Bizim Türkiye-Ermenistan ilişkilerinden yorulmak, kaçmak ve umutsuz olmak gibi bir şansımız yok. Türkiye bizim komşumuzdur. Bana öyle geliyor ki savaş sonrası durum, bizden barış ortamında yaşayabileceğimiz hissini aldı götürdü. Oysa birçok şey kaybettik bu savaşta ve artık barış içerisinde yaşamaktan başka bir çare yok. Şöyle bir senaryo da düşünebiliriz:
Biz 30 yıldır, Karabağ'da zafer elde etmiş bir şekilde ambargo içinde kapalı bir şekilde yaşadık. Ve sonunda savaş oldu ve biz kaybettik. Şimdi yine bu şekilde savaş tehdidi altında, ambargo altında yine 1 yıl, 5 yıl veya 30 yıl tekrar yaşanabilir. Ama artık yenilmiş olarak yaşanacak bu yıllar.
Bence artık Ermenistan'ın kapalı sınırlar içerisinde yaşamaya devam edecek kaynağı yok. Büyük olasılıkla bu normalleşme adımlarının atılmasındaki sebep bu.
Bu yüzden iktidar Ermenistan için bir barış ortamı yaratmaya çalışıyor.

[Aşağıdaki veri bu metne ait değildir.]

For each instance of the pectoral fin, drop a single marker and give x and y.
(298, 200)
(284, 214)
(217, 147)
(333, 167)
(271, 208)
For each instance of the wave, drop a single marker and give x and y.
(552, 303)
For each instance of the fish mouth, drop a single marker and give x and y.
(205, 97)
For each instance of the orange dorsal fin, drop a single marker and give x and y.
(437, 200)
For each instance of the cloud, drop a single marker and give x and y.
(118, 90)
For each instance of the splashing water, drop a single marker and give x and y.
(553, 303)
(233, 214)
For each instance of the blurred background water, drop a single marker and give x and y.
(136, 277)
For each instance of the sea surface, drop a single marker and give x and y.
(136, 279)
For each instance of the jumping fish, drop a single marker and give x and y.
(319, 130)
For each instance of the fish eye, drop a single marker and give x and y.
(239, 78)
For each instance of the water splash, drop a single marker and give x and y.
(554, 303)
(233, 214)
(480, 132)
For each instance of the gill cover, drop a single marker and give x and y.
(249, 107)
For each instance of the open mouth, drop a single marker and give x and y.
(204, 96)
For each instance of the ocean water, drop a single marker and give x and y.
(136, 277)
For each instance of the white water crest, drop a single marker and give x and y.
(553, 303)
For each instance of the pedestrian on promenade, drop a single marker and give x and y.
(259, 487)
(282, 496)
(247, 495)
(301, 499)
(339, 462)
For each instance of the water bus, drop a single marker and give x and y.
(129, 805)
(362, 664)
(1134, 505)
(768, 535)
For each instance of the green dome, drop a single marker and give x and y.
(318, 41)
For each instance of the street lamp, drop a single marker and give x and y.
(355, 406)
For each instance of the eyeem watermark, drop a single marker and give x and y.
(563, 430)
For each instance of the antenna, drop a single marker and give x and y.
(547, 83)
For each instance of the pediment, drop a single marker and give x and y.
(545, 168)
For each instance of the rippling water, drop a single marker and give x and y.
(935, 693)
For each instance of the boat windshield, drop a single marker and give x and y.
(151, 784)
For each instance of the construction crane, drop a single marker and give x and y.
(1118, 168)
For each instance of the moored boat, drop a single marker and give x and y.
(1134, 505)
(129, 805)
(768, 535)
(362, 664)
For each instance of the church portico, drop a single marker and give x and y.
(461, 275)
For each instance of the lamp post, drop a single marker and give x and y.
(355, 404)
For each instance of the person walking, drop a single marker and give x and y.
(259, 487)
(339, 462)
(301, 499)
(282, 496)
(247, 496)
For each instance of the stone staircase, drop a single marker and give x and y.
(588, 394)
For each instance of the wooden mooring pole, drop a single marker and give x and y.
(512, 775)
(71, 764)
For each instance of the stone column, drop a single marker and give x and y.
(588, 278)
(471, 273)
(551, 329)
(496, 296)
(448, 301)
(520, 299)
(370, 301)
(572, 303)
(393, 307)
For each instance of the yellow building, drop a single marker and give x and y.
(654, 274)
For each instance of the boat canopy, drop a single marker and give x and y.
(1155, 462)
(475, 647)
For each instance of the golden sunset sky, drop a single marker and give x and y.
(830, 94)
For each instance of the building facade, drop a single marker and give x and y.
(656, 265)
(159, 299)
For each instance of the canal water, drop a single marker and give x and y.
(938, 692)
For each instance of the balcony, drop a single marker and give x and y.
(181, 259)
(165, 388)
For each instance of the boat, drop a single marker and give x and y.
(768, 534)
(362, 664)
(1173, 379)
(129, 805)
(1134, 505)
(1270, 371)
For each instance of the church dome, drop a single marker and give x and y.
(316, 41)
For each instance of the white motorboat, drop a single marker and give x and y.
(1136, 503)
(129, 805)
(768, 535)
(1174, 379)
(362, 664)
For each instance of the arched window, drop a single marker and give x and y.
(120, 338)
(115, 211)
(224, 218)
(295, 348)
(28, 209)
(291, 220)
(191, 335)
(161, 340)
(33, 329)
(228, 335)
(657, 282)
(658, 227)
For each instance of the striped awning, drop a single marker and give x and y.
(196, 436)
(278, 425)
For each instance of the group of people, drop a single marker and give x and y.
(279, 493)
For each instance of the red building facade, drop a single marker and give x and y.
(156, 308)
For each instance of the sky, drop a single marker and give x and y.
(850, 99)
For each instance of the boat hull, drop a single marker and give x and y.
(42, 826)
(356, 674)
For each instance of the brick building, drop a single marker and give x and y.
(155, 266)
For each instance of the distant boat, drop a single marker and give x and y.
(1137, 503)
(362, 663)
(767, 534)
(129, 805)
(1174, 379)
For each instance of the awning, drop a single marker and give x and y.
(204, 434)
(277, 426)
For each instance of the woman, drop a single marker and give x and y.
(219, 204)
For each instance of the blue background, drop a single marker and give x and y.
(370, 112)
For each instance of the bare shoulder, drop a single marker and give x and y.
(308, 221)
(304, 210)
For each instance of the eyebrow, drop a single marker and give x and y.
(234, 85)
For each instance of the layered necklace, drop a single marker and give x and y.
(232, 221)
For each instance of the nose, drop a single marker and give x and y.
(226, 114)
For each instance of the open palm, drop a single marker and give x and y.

Biz neredeyse her şeyi kaybettik, hiç olmazsa barış içinde yaşamımızı sürdürebilelim. Hiç değilse tehdit olmasın. Çünkü Ermenistan devleti artık savaş tehdidi altında var olmaya devam edemez, özellikle de komşusu Türkiye olduğu sürece. Sadece Azerbaycan ile sınırı olsa belki. Ama ben Ermenistan'ın bir yanda 10 milyonluk Azerbaycan'la diğer yanda da 80 milyonluk Türkiye tehdidi altında devam etmesinin mümkün olmadığını düşünüyorum.
Son günlerde halihazırdaki iktidarın yüksek dereceli bir üyesi ile görüşmem oldu ve ona “Türkiye bugün daha önce önünüze getirdiği protokolleri getirse imzalar mısınız?” diye sordum.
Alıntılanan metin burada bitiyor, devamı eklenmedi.